Space is Limited! Only 1000 spots are available for this exclusive offer. Don’t let this chance slip away – subscribe to our Premium Readership Newsletter today and unlock the potential for a life-changing investment.

Here’s what to do next:

  1. Head over to our website and subscribe to our Premium Readership Newsletter for just $24.
  2. Enjoy a year of ad-free browsing, exclusive access to our in-depth report on the revolutionary AI company, and the upcoming issues of our Premium Readership Newsletter over the next 12 months.
  3. Sit back, relax, and know that you’re backed by our ironclad lifetime money-back guarantee.

Don’t miss out on this incredible opportunity! Subscribe now and take control of your AI investment future!

Subscribe Now!

Google CEO: This Will Be Bigger Than Electricity

I work for one of the largest independent financial publishers in the world – representing over 1 million people in 148 countries.

We’re independently funding today’s broadcast to address something on the mind of every investor in America right now…

Should I put my money in Artificial Intelligence?

Here to answer that for us… and give away his No. 1 free AI recommendation… is 50-year Wall Street titan, Marc Chaikin.

Marc’s been a trader, stockbroker, and analyst.

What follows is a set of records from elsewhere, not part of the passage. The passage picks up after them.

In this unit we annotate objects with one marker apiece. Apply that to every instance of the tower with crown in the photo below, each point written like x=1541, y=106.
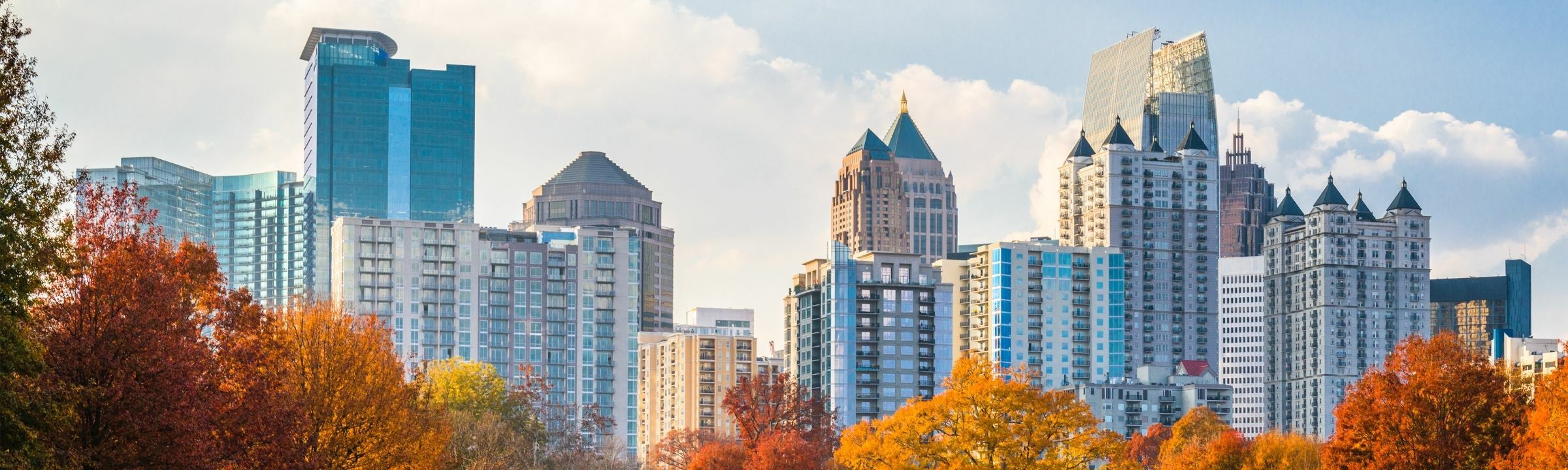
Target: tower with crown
x=1161, y=210
x=1341, y=289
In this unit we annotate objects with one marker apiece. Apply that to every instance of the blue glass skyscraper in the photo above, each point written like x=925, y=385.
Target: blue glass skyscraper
x=383, y=140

He was the head of the options department at a major brokerage firm and is a sought-after expert for CNBC, Fox Business, Barron’s, and Yahoo! Finance…

But what Marc’s most known for is his award-winning stock-rating system. Which determines whether a stock could shoot sky-high in the next three to six months… or come crashing down.

That’s why Marc’s work appears in every Bloomberg and Reuters terminal on the planet…

And is still used by hundreds of banks, hedge funds, and brokerages to track the billions of dollars flowing in and out of stocks each day.

He’s used this system to survive nine bear markets… create three new indices for the Nasdaq… and even predict the brutal bear market of 2022, 90 days in advance.